The last two years have seen a significant focus on the engine of cars as we have marketed to the change in demand for EVs. But what was clear to me is that while the adoption of EVs begins to scale, the focus is back on the inside of the vehicle. For example, a company named Zeiss is redefining glass digital technology that would allow car screens and software to be on each window, instantly increasing the usage and utility of car IOS software. Imagine being able to pull up your favourite show on your window to pass the time. And, as the technology for autonomous driving improves, you’ll have more dwell time than before – completely undistracted. My prediction is that auto media networks will see similar levels of growth as retail media networks in the coming years.
This concept really speaks to one of the core challenges that arose with digital ecosystems. Very little was connected due to technology constraints, which meant your efforts to deliver a cohesive consumer journey was challenged.

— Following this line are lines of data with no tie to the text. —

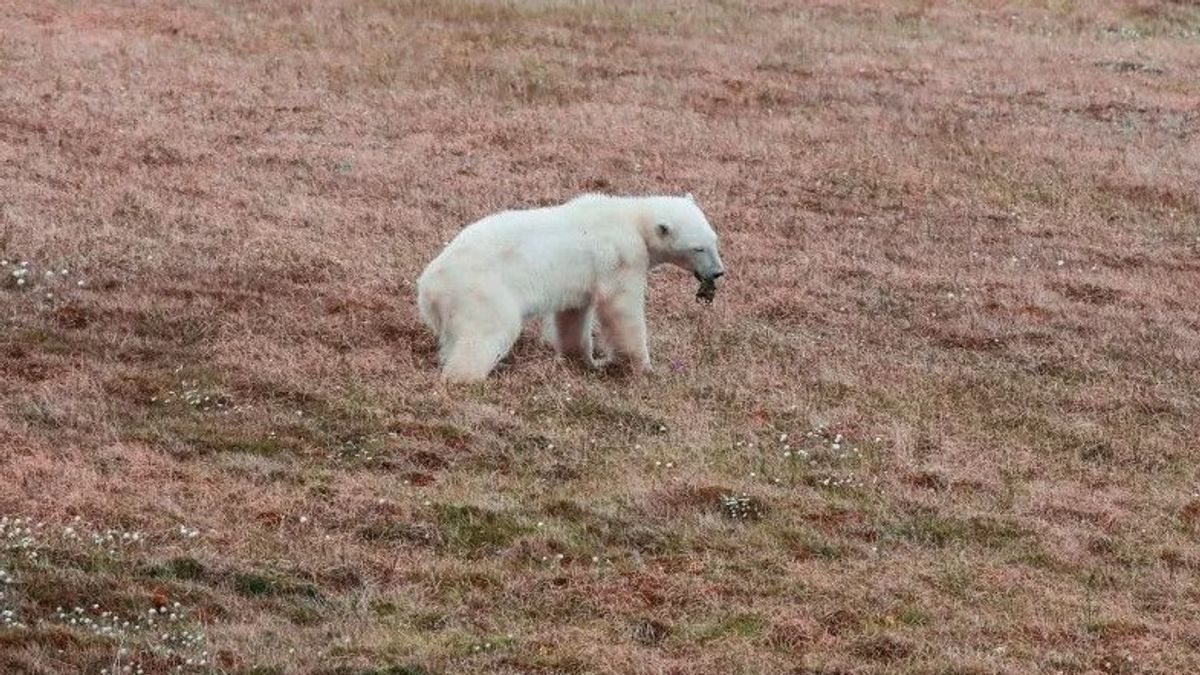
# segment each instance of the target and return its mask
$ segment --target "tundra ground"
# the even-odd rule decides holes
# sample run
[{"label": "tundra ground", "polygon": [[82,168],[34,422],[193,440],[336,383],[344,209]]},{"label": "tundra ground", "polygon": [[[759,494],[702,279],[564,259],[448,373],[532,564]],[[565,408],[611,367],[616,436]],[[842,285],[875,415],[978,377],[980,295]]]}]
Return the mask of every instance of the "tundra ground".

This week, OMG held many related panels with our clients about connected commerce. They shared that brands cannot afford drop offs or disengagements from consumers. Remember when many said the funnel was dead? It’s not. And it may matter more than ever. How you take someone from learning about your product, to knowing where to buy it, to discovering advice and reviews, to finally a purchase – this sequence will matter if you can do it faster and with more precision.
One key driver of commerce growth has been fueled by the significant changes in how consumers are searching for topics and inspiration – first on social media and now through AI prompts. More than ever, these expanded searches are leading to direct purchases.
New forms of search were present everywhere on the floor. These are places where people will be searching out of the native environment we know today. Need something for a recipe? Search on your latest fridge from Samsung. Or order a meal from your local restaurant if you are out of food and don’t have the time to leave your home.
Overall, it’s clear that we are no longer waiting for technology to arrive, it’s here today and we can harness its potential to drive incredible outcomes.